Exactly one year after the Unilateral Declaration of Independence (UDI), employment in Catalonia has failed to live up to the pessimistic forecasts. In the last twelve months, Catalonia has created more jobs than Madrid and the Basque Country combined. Specifically, unemployment has fallen by 77,300, while in Madrid it fell by 49,300 and in the Basque Country by 16,400. Combined, this represents the creation of some 65,700 new jobs, fewer than in Catalonia alone. It is worth noting that Madrid and the Basque Country are the autonomous communities with the highest per capita income in Spain and jointly they have a population comparable with Catalonia.
It is not only unemployment figures which disprove any negative impact of the [independence] process on the labour market. The rate of change in employment in Catalonia has also increased by 2.33% over the last year, a figure similar to the Spanish average and higher than the figure for Madrid (+1.67), Navarre (+1.72%), the Basque Country (+1.81%) and Valencia (+2.26%). The figures come from the latest Active Population Survey (APS), released this Thursday by the Spanish Statistical Office (INE).
Unemployment fell by 28,300 in Catalonia in the third quarter, a decrease of 6.55% over the previous quarter, meaning the total number of jobless stands at 403,700. The unemployment rate is now at 10.6%, a drop of around one percent since July, when it stood at 11.4%. This is the lowest figure since the third quarter of 2008, when unemployment rose from 8.8% to 11.75% in just three months. In annual terms, this means unemployment figures have dropped by 72,000 in Catalonia, 15.13% lower than last year.

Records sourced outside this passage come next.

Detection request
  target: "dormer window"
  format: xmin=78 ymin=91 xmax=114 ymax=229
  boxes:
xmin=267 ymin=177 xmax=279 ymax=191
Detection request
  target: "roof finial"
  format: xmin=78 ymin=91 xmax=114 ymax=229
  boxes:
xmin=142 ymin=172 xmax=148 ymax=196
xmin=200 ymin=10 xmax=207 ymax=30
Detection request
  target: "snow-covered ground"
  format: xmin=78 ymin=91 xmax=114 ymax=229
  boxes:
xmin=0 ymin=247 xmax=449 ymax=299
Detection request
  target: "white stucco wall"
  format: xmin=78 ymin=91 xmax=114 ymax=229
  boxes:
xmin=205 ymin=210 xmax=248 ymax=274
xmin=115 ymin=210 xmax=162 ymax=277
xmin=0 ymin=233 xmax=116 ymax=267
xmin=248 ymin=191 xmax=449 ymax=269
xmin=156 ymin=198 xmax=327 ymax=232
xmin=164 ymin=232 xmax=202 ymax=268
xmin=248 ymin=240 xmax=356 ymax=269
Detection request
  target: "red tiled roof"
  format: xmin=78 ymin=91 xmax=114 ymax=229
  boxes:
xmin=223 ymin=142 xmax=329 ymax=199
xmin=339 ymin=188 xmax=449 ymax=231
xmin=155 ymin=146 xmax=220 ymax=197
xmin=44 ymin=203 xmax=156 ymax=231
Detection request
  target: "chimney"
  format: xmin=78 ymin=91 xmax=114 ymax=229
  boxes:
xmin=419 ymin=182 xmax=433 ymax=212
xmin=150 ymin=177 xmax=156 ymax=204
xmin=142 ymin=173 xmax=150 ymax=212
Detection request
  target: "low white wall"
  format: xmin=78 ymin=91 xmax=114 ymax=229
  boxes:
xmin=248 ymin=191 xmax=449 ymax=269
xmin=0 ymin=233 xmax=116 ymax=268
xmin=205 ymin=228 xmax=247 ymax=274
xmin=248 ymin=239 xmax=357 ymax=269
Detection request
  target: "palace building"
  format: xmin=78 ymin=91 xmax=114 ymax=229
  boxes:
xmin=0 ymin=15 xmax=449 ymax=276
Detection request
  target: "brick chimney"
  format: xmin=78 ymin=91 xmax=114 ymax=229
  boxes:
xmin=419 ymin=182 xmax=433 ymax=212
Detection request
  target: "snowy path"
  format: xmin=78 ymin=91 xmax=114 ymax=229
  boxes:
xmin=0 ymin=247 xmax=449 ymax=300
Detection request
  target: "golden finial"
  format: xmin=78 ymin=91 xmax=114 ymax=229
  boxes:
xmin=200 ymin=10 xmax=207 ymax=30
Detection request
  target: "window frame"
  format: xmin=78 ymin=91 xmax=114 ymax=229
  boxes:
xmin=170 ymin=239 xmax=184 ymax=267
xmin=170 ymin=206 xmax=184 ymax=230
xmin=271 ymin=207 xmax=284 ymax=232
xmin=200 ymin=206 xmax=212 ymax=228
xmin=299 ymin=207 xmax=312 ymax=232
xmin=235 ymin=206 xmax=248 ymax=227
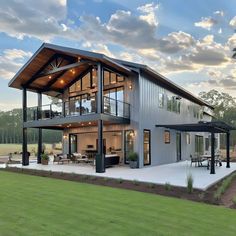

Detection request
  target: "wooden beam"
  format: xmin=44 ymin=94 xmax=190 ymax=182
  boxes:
xmin=22 ymin=54 xmax=59 ymax=87
xmin=38 ymin=61 xmax=94 ymax=78
xmin=43 ymin=71 xmax=67 ymax=91
xmin=210 ymin=132 xmax=215 ymax=174
xmin=64 ymin=66 xmax=92 ymax=90
xmin=22 ymin=88 xmax=29 ymax=166
xmin=226 ymin=132 xmax=230 ymax=168
xmin=37 ymin=93 xmax=42 ymax=164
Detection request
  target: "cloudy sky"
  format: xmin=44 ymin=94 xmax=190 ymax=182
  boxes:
xmin=0 ymin=0 xmax=236 ymax=110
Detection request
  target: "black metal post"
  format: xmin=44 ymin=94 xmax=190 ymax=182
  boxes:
xmin=226 ymin=132 xmax=230 ymax=168
xmin=22 ymin=88 xmax=29 ymax=166
xmin=96 ymin=63 xmax=105 ymax=173
xmin=37 ymin=93 xmax=42 ymax=164
xmin=210 ymin=132 xmax=215 ymax=174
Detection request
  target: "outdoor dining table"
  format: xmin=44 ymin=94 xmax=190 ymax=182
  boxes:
xmin=201 ymin=154 xmax=222 ymax=169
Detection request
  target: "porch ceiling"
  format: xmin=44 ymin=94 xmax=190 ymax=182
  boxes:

In spite of the drop in tourism last summer, Catalonia spearheaded the decrease in unemployment in Spain between July and September, months which typically see new jobs in the service sector. Nevertheless, in annual terms, Catalonia remains in second place with 72,000 fewer unemployed, behind Andalusia, where jobless figures fell by 107,400. Catalonia was also the second autonomous community in terms of job creation during the third quarter, with 33,500 new jobs, behind the 47,500 generated by the Balearic Islands.
Unemployment drops by 15% in Spain
In Spain as a whole, unemployment fell by 164,100. This represents 4.70% fewer unemployed than the previous quarter, meaning the total number of those out of work stands at 3.32 million. According to the APS, the unemployment rate in Spain now stands at 14.55% compared to 15.28% in the previous survey. With the new figures, Spain has managed to fall below the psychological barrier of 15%, reaching the lowest level since the end of 2008.
With regard to employment, 183,900 jobs were created in the third quarter, some 1% more than the previous quarter, meaning 19.5 million people are now in employment. Since the beginning of the year, 478,800 more people found a job, an increase of 2.51%. Spain’s Deputy Prime Minister, Carmen Calvo, welcomed the figures and emphasised the new unemployment rate was "historic and significant”, as Spain hadn’t achieved it in over a decade.
By sector, the service industry created the most jobs, with a total of 210,200 new employees during the last quarter. Meanwhile, in the whole of Spain, industry created only 2,800 more jobs, while agriculture lost a total of 54,000. In addition, full-time contracts increased by 369,000, while part-time workers fell by 185,900, leading to a drop of 13.9% in the overall percentage of workers who are not in full-time employment.
Despite the enthusiasm shown by Pedro Sánchez's cabinet, Ernesto Poveda —the economist and Chief Executive of ICSA Grupo which specialises in human resources— believes that the APS figures also hide the precarious nature of Spain’s labour market. According to Poveda, "the prospect for the future is far from certain. There’s a big push from the service sector, but the type of jobs being created need to be less temporary and of a higher standard".